I’ve come up with a new interactive feature that I hope you’ll enjoy. Are you itching to find out about the exotic world of travel writing, desperate for hot hints on destinations and money saving travel tips, or just bored and looking for a monkey to prod with a stick? Well now’s your chance…
I call it “Reader’s Questions.” Okay, yeah, that’s pretty lame. But if I called it ober dictum you wouldn’t know what the hell I was talking about.
Anyway…. it’s a fun and occasionally insightful new feature that we’ll slot in from time to time between travel stories.
If you’ve got a pressing question you’d like to ask, please post it to the comments, contact me by email through my website, or get it to me via Facebook or Twitter. I’ll answer your most interesting questions right here on the blog.
We’ll get the ball rolling with a whiff of danger…
Jill from Ontario, Canada asked: Do you enjoy risk-taking? What was your most frightening experience?
I did jump out of airplanes a few times when I was 18—my first three times in a plane, actually—but I’m not motivated by the pursuit of adrenalin sports. I’m not averse to risk, but I don’t need it to get a rush either. It’s not danger that attracts me but life.
Most things that seem frightening really aren’t so in the moment. When things happen they happen fast, and you have no choice but to take action, to shift immediately into solution mode.
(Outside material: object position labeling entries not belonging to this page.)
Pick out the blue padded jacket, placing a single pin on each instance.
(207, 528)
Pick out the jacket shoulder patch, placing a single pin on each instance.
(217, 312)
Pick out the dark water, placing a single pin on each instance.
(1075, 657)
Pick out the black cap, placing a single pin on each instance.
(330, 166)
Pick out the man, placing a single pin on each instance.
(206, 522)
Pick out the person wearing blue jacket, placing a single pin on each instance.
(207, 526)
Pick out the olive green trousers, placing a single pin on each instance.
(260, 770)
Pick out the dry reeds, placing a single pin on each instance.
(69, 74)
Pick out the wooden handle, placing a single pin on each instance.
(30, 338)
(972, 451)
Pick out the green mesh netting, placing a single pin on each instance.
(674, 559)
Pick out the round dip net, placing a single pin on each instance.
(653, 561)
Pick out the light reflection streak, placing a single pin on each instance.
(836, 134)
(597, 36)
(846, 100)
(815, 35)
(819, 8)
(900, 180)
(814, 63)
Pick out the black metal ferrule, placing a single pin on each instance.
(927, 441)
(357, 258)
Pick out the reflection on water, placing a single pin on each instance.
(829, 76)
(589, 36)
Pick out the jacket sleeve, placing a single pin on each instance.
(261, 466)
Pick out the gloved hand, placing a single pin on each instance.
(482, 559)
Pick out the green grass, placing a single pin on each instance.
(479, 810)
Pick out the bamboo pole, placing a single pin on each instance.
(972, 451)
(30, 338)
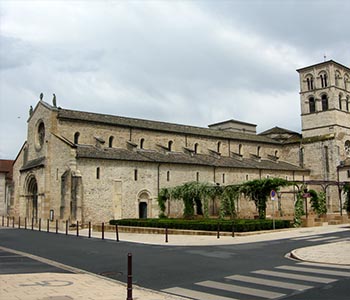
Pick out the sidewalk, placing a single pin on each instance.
(84, 285)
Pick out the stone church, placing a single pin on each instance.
(86, 166)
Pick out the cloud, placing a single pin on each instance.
(190, 62)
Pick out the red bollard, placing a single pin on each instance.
(116, 232)
(129, 288)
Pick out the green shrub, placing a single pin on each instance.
(205, 224)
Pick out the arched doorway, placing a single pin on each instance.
(32, 199)
(143, 210)
(144, 203)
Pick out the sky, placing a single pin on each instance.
(188, 62)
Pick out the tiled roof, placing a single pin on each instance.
(35, 163)
(73, 115)
(6, 166)
(181, 158)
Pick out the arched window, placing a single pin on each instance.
(312, 105)
(218, 147)
(324, 102)
(110, 142)
(142, 142)
(76, 138)
(170, 145)
(196, 148)
(324, 80)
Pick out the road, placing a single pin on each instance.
(243, 271)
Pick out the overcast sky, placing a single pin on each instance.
(188, 62)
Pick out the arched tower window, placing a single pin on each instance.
(76, 138)
(324, 102)
(110, 141)
(170, 145)
(196, 148)
(312, 105)
(142, 142)
(218, 147)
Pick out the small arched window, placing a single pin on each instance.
(170, 145)
(340, 105)
(312, 105)
(110, 141)
(196, 148)
(324, 80)
(324, 102)
(218, 149)
(76, 138)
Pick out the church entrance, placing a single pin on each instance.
(32, 199)
(143, 210)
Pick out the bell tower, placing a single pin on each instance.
(324, 99)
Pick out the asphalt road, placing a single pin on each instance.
(179, 268)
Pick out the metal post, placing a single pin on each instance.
(129, 288)
(116, 232)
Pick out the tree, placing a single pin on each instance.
(259, 190)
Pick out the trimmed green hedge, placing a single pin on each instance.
(205, 224)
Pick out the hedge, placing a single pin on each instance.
(205, 224)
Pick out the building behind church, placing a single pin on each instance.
(94, 167)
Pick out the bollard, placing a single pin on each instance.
(166, 233)
(116, 233)
(129, 286)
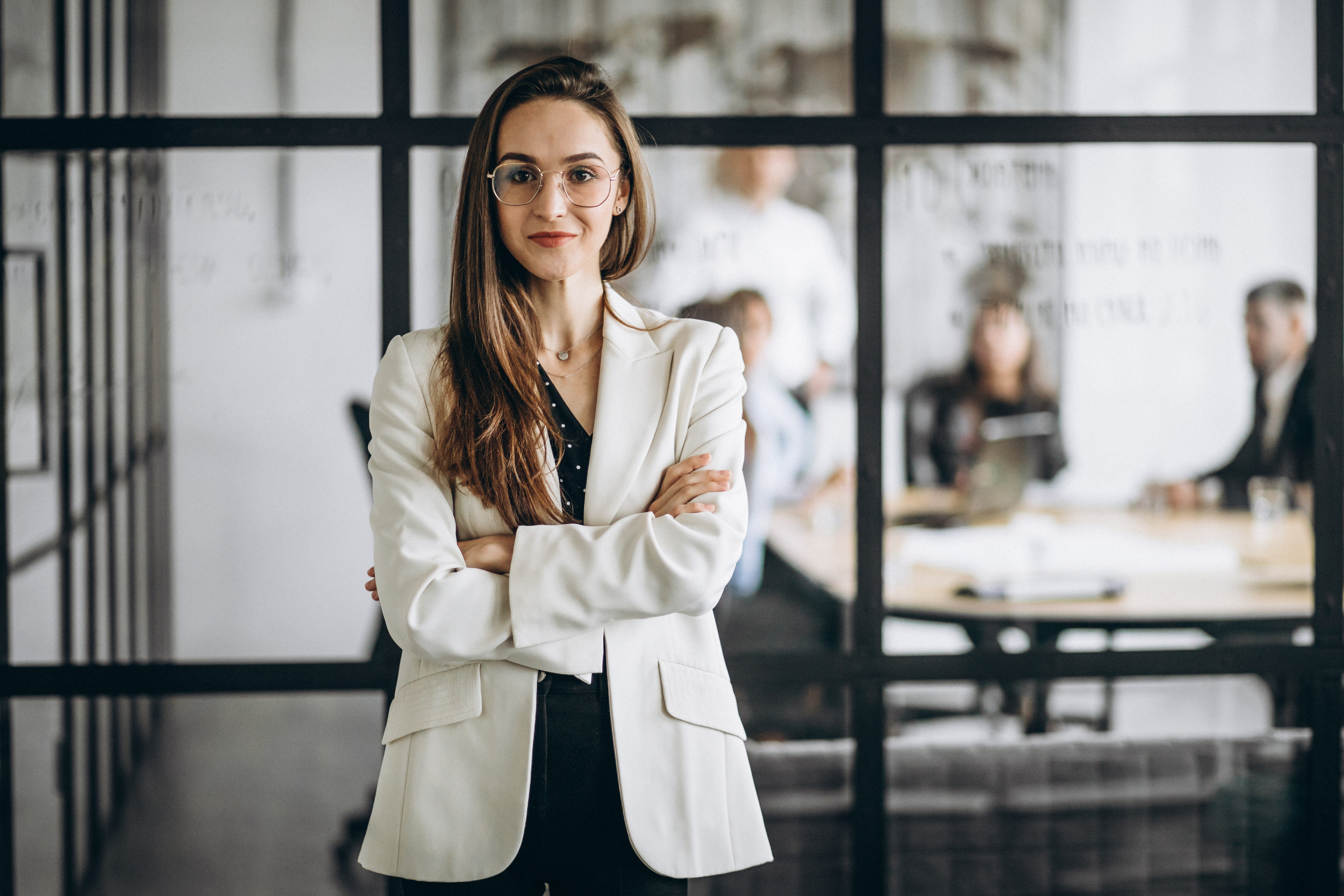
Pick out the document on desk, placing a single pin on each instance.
(1035, 547)
(1045, 588)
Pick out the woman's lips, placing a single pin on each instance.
(551, 238)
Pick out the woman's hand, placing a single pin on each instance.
(685, 481)
(494, 554)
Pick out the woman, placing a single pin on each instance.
(558, 506)
(944, 414)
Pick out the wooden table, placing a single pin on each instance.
(1267, 598)
(1272, 586)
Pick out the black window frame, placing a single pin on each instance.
(865, 670)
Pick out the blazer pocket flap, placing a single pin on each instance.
(435, 701)
(701, 698)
For example, my first time in a plane I jumped out with a parachute. When it opened the chute was all twisted up, one of three problems short of catastrophic failure that they’d told us about in the very brief ground school I attended the day before. I never thought about it at all, about the ground rushing up or the speed of my descent. I simply took note of the problem and immediately began to untangle it. We’d been trained, I’d gone over and over it, and it was time to act.
It’s tough to think of a time when I was truly and completely frightened in the moment. I suppose that, just as the most challenging aspects of travel for me are the mental ones, the fearful aspects are as well.
In that regard, the most frightening experience I can think of offhand was my arrival in Panama City. It was my first time alone on the road, and I’d purchased a one-way ticket into Panama and out of Belize so I’d have no way to cut the journey short. That first night, sitting there completely alone in a tiny hotel room, in a place where I didn’t speak the language, with the street noise—loud engines, shouting people, what sounded like gunshots—coming in through the window, I realized I’d gotten in over my head. Never in my life had I felt so alone, and I didn’t know how I’d make it through. All I could see were the months and months that stretched ahead. It was all a blank. Total uncertainty.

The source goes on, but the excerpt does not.